At SITEX 2026, the Swiss machinery group is selling Indian mills a productivity bundle—faster shedding, fewer style-change hours, and electronics tuned for energy savings.
Surat’s weaving economy runs on throughput. But power costs and downtime turn “more speed” into an expensive promise. At SITEX 2026 (Feb 21–23, Surat) Stäubli is presenting a portfolio framed around performance, reliability and power efficiency—the trio that actually determines loom profitability.
At Booth 242, Stäubli is spotlighting three choke points in weaving economics: shedding, Jacquard control, and warp preparation automation.
- S3018 rotary dobby (for water-jet weaving): positioned for high reactivity and stable high-speed lifting—useful for mills pushing versatility without sacrificing running stability.
- LX PRO Jacquard (shown for saree applications): equipped with TC8 controllers and NOEMI electronics, marketed for precision plus energy savings—attributes that matter in high-hook, high-speed patterning where errors are costly.
- SAFIR S32, TOPMATIC and TIEPRO: automation for drawing-in and warp tying, aimed at cutting downtime and accelerating style changes—often the hidden tax in high-mix weaving.
This is an “India-first” interpretation of global tech: not the newest feature, but the best payback—energy, stability, and faster changeovers.
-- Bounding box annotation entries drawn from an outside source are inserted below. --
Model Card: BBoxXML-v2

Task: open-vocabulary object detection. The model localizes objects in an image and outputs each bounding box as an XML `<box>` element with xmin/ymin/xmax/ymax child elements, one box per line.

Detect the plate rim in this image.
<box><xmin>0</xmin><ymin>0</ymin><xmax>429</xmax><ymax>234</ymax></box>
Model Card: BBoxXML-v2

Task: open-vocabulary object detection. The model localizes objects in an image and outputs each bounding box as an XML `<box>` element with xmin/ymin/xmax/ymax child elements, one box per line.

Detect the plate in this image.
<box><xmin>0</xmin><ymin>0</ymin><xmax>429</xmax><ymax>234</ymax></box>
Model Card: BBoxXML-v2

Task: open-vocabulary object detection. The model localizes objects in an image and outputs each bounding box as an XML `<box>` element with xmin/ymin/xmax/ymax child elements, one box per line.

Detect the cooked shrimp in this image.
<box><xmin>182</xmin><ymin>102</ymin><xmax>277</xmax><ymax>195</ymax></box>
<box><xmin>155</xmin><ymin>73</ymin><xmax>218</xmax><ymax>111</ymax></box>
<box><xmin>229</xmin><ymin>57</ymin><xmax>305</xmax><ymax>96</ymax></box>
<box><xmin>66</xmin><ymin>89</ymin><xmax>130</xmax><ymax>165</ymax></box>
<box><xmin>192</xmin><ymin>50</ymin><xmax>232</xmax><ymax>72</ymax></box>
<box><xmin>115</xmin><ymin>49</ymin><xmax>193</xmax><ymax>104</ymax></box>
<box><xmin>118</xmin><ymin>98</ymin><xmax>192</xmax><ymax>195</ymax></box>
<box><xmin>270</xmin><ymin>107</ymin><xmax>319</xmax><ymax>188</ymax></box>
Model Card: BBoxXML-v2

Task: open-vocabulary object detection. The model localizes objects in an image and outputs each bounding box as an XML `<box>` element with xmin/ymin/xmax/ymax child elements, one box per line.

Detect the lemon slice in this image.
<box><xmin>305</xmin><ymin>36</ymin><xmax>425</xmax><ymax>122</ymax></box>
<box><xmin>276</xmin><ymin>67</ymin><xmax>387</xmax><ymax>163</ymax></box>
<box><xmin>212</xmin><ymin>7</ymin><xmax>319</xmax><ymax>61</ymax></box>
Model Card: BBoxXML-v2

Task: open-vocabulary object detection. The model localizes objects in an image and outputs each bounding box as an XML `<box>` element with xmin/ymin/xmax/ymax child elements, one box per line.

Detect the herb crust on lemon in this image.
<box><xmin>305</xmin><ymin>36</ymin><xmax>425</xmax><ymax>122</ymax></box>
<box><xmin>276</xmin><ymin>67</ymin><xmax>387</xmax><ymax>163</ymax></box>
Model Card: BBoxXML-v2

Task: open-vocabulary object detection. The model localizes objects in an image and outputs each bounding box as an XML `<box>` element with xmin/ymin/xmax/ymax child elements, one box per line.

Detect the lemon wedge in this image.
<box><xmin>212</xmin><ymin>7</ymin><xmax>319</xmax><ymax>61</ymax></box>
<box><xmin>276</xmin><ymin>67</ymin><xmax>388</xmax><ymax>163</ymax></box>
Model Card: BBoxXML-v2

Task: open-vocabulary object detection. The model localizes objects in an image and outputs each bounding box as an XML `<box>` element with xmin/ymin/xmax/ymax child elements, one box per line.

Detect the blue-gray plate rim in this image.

In Surat, where product cycles are short and competition is intense, reducing changeover friction can matter as much as raising peak rpm.
Mills will judge these systems on measurable outcomes: kWh per metre, fewer stops, cleaner sheds, and faster order switching. Stäubli’s real competitive claim is that robust mechanics plus smart electronics can turn those metrics into repeatable advantage—without demanding a full plant redesign.